[Intel-gfx] [PATCH 4/5] drm/i915: detect hang using per ring hangcheck_score
Ben Widawsky
ben at bwidawsk.net
Mon May 27 03:34:48 CEST 2013
On Mon, May 13, 2013 at 04:32:12PM +0300, Mika Kuoppala wrote:
> Keep track of ring seqno progress and if there are no
> progress detected, declare hang. Use actual head (acthd)
> to distinguish between ring stuck and batchbuffer looping
> situation. Stuck ring will be kicked to trigger progress.
>
> v2: use atchd to detect stuck ring from loop (Ben Widawsky)
>
> v3: Use acthd to check when ring needs kicking.

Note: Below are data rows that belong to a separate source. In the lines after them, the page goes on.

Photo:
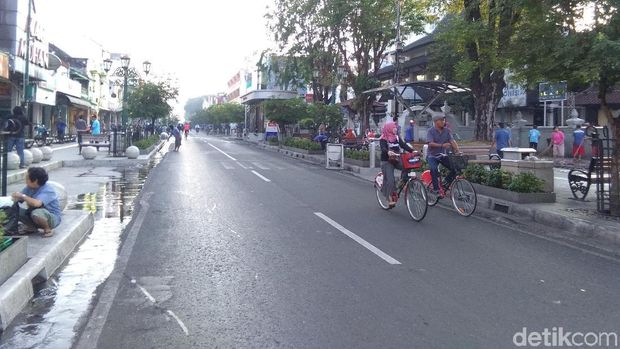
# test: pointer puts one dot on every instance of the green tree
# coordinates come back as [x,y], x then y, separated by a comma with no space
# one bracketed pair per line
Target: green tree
[355,33]
[474,43]
[152,100]
[561,46]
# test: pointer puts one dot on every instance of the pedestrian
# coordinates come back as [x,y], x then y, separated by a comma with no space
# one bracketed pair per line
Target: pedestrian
[95,127]
[43,210]
[17,139]
[534,137]
[61,126]
[80,127]
[409,132]
[176,133]
[557,141]
[579,136]
[501,139]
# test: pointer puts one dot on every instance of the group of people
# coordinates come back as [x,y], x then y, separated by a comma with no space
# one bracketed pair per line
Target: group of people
[439,140]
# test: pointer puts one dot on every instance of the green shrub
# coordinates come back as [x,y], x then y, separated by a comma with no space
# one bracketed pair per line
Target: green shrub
[301,143]
[526,182]
[476,173]
[357,154]
[146,142]
[499,178]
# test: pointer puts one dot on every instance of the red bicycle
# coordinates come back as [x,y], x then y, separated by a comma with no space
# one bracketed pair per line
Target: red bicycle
[461,191]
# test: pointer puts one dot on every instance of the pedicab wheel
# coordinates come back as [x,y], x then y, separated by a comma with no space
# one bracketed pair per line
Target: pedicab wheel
[464,197]
[432,197]
[416,199]
[381,199]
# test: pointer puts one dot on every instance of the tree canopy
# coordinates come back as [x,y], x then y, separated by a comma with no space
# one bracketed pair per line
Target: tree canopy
[151,100]
[220,114]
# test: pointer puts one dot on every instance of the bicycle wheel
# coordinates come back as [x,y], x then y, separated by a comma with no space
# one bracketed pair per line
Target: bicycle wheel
[416,199]
[464,197]
[432,198]
[383,201]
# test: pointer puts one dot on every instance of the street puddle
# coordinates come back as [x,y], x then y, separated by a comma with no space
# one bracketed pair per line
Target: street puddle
[54,315]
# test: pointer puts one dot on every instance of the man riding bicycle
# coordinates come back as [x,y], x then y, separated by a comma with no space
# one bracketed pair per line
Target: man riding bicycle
[439,140]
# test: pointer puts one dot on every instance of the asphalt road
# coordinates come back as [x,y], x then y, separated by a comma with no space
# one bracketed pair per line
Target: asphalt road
[232,248]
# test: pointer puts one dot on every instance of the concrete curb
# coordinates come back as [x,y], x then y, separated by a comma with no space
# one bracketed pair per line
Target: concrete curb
[18,289]
[20,175]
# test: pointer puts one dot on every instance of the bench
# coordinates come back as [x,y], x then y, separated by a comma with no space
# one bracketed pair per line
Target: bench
[97,141]
[580,180]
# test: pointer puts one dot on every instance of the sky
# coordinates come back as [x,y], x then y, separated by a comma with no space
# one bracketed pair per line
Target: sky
[202,43]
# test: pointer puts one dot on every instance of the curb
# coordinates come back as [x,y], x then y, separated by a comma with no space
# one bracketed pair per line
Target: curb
[17,291]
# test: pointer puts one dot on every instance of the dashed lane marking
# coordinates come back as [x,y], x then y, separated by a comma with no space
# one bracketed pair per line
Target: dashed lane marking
[261,176]
[358,239]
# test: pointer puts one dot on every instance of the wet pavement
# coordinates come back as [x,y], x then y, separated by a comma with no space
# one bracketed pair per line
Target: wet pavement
[53,317]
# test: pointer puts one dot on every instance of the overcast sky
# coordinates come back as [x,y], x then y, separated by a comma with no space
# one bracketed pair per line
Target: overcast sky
[203,43]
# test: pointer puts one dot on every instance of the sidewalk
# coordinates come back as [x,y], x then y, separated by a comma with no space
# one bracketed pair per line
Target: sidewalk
[46,255]
[573,217]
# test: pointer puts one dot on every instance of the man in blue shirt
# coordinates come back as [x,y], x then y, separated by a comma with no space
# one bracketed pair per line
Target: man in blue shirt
[534,137]
[439,139]
[501,139]
[409,132]
[43,207]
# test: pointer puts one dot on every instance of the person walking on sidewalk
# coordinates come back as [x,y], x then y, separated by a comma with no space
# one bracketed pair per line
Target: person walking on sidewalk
[534,137]
[174,131]
[80,127]
[43,210]
[501,139]
[95,127]
[18,139]
[579,136]
[557,141]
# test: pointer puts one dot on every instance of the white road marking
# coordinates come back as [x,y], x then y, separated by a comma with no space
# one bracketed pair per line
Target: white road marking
[221,151]
[261,176]
[358,239]
[65,147]
[181,324]
[259,165]
[147,294]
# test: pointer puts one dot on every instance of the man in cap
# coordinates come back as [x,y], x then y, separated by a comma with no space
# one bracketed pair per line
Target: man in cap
[439,140]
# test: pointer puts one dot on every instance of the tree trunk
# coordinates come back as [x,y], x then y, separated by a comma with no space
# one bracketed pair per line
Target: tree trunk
[614,191]
[486,94]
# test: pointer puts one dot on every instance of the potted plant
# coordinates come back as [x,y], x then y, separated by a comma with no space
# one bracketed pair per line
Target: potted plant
[522,188]
[13,252]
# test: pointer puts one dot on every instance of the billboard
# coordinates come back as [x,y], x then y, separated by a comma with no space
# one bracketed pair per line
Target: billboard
[552,91]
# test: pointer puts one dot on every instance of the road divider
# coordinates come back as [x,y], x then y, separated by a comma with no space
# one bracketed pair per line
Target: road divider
[358,239]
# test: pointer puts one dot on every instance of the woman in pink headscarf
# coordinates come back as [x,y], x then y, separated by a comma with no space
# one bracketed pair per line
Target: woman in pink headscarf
[390,159]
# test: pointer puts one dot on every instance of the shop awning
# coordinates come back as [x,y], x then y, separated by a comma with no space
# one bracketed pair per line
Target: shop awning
[77,101]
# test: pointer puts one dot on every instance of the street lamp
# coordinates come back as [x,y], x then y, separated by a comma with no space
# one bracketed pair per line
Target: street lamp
[146,66]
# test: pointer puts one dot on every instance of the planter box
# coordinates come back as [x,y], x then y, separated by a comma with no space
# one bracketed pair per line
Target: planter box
[360,163]
[13,258]
[519,198]
[303,151]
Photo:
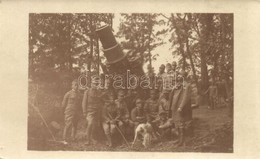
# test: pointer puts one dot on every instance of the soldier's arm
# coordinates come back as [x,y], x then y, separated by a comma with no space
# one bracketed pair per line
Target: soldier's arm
[105,115]
[127,114]
[133,115]
[84,103]
[186,97]
[65,101]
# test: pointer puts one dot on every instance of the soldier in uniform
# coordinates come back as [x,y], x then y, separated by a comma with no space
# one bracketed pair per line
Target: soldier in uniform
[152,106]
[123,115]
[137,114]
[213,92]
[71,107]
[163,125]
[92,106]
[180,102]
[160,77]
[164,103]
[109,115]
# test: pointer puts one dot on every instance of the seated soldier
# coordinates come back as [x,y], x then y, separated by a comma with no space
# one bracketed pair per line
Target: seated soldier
[109,114]
[152,106]
[163,125]
[137,114]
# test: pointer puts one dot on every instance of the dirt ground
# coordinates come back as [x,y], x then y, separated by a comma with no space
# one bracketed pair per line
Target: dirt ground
[213,132]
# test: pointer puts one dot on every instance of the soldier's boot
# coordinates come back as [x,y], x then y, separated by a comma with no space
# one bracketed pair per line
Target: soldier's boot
[64,137]
[181,138]
[178,135]
[73,133]
[109,140]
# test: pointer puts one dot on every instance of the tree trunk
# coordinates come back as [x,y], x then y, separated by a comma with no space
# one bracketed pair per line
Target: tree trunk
[191,62]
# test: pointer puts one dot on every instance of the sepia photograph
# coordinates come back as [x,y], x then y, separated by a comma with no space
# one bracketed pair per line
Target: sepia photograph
[132,82]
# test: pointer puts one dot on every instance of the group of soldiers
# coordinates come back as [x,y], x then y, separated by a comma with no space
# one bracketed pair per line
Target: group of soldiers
[166,109]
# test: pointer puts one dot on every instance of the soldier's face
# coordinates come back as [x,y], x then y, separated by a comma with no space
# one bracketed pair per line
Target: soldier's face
[168,68]
[74,86]
[161,69]
[120,96]
[139,104]
[153,95]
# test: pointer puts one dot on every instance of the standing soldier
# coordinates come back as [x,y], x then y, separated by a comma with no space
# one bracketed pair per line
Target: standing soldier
[137,114]
[92,106]
[164,103]
[213,92]
[109,122]
[123,113]
[160,77]
[152,106]
[180,102]
[71,108]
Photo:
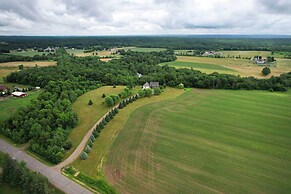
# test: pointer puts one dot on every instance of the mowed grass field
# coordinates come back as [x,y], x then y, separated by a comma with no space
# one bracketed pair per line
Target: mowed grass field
[205,141]
[28,64]
[243,67]
[144,50]
[9,106]
[89,115]
[93,165]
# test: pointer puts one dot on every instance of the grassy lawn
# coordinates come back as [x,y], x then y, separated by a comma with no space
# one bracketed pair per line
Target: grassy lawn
[200,66]
[241,67]
[10,105]
[89,115]
[92,167]
[203,141]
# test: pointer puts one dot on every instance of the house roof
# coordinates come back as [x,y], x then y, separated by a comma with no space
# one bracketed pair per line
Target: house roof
[154,84]
[146,84]
[3,87]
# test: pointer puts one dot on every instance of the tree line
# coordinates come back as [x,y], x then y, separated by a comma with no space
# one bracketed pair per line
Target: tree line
[47,121]
[18,175]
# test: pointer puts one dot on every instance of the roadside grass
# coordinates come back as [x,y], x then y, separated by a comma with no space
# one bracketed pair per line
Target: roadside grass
[203,141]
[88,115]
[9,106]
[92,167]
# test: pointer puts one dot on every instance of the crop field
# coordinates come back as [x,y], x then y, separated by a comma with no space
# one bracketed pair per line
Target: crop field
[205,141]
[10,105]
[241,67]
[89,115]
[93,165]
[246,53]
[138,49]
[204,67]
[29,53]
[28,64]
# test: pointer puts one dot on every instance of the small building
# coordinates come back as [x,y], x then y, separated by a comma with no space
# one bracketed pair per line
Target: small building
[19,94]
[148,85]
[3,88]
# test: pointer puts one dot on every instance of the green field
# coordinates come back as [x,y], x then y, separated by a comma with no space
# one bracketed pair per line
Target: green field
[29,53]
[199,66]
[243,67]
[146,49]
[10,105]
[89,115]
[205,141]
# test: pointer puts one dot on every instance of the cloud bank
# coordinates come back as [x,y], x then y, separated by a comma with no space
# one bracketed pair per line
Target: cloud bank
[138,17]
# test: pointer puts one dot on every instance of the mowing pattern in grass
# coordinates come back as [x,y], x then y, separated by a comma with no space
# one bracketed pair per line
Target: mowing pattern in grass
[93,165]
[88,115]
[198,65]
[205,141]
[10,105]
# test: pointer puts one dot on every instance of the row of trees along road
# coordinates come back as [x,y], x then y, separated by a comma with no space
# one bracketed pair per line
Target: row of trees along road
[47,121]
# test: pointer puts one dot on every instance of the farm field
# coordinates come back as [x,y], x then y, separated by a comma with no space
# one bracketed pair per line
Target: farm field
[79,52]
[138,49]
[246,53]
[93,165]
[28,64]
[241,67]
[10,105]
[29,53]
[204,141]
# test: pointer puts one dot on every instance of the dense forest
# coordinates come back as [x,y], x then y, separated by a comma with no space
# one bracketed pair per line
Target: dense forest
[47,121]
[202,42]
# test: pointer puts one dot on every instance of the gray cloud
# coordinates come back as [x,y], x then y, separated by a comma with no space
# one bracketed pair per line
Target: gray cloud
[96,17]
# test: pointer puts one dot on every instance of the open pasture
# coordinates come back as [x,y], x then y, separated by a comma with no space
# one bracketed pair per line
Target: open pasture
[28,64]
[205,141]
[10,105]
[241,67]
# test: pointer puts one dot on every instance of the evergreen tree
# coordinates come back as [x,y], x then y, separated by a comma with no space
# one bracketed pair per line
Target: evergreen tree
[107,118]
[84,156]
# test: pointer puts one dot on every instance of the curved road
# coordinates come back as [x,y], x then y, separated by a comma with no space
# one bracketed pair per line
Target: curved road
[54,176]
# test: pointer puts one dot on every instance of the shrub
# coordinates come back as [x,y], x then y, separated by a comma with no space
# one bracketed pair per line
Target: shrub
[84,156]
[181,86]
[87,149]
[67,145]
[92,138]
[157,91]
[266,71]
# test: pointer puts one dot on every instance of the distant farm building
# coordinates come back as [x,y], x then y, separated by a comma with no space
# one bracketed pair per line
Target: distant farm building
[3,88]
[211,54]
[150,85]
[19,94]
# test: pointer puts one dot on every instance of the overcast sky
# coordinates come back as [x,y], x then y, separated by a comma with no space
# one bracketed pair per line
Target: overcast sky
[136,17]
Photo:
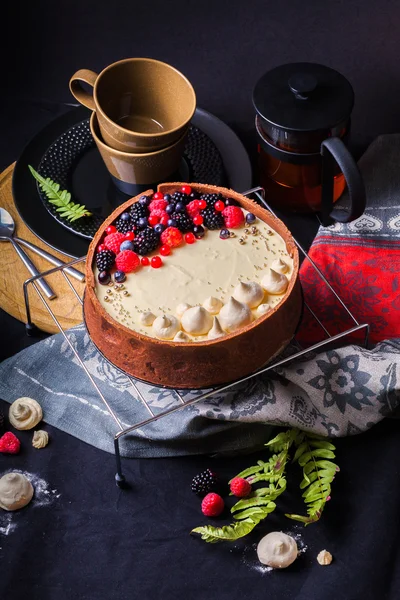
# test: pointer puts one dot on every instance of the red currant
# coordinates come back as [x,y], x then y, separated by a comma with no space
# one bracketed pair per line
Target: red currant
[198,220]
[165,250]
[156,262]
[153,220]
[164,220]
[189,238]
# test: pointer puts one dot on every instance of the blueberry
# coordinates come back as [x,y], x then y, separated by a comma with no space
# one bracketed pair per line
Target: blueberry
[119,276]
[126,245]
[224,234]
[180,207]
[159,228]
[104,277]
[198,231]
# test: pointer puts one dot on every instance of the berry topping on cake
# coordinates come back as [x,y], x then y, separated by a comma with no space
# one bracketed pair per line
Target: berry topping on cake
[127,261]
[233,216]
[105,260]
[119,276]
[212,505]
[172,237]
[138,211]
[113,241]
[212,219]
[124,223]
[240,487]
[146,241]
[104,277]
[9,443]
[156,262]
[204,482]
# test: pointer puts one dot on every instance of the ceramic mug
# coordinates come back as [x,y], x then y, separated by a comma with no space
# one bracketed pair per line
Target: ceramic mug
[142,104]
[133,173]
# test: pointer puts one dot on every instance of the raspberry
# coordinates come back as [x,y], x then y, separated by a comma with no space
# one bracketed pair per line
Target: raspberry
[233,216]
[127,261]
[193,208]
[113,241]
[172,237]
[9,443]
[204,482]
[212,505]
[157,205]
[240,487]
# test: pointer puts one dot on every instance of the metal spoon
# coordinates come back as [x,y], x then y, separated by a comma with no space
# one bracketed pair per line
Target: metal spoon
[7,227]
[6,217]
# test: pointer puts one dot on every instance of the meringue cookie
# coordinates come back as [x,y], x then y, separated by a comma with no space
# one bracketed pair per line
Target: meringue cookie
[234,315]
[250,293]
[213,305]
[197,320]
[16,491]
[280,266]
[25,413]
[262,309]
[165,327]
[277,550]
[216,330]
[275,283]
[181,336]
[40,439]
[180,309]
[147,318]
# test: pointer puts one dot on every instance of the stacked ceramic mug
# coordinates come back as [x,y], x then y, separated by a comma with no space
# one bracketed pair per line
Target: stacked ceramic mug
[141,115]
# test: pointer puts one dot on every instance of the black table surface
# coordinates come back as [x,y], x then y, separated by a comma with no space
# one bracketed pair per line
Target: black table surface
[97,541]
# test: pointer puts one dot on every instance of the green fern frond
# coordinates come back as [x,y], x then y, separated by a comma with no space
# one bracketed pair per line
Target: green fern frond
[67,209]
[317,476]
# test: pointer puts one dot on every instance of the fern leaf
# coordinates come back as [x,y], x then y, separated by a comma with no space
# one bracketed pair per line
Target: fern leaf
[67,209]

> Declare hang on third time in order to give time for
> kick_ring to take effect.
>
> Signed-off-by: Mika Kuoppala <mika.kuoppala at intel.com>
>
>
>
> ---
> drivers/gpu/drm/i915/i915_irq.c | 80 ++++++++++++++++++-------------
> drivers/gpu/drm/i915/intel_ringbuffer.h | 2 +
> 2 files changed, 49 insertions(+), 33 deletions(-)
>
> diff --git a/drivers/gpu/drm/i915/i915_irq.c b/drivers/gpu/drm/i915/i915_irq.c
> index 6efe3b0..5dde61f 100644
> --- a/drivers/gpu/drm/i915/i915_irq.c
> +++ b/drivers/gpu/drm/i915/i915_irq.c
> @@ -681,7 +681,6 @@ static void notify_ring(struct drm_device *dev,
>
> wake_up_all(&ring->irq_queue);
> if (i915_enable_hangcheck) {
> - dev_priv->gpu_error.hangcheck_count = 0;
> mod_timer(&dev_priv->gpu_error.hangcheck_timer,
> round_jiffies_up(jiffies + DRM_I915_HANGCHECK_JIFFIES));
> }
> @@ -2381,61 +2380,76 @@ static bool i915_hangcheck_hung(struct drm_device *dev)
>
> /**
> * This is called when the chip hasn't reported back with completed
> - * batchbuffers in a long time. The first time this is called we simply record
> - * ACTHD. If ACTHD hasn't changed by the time the hangcheck timer elapses
> - * again, we assume the chip is wedged and try to fix it.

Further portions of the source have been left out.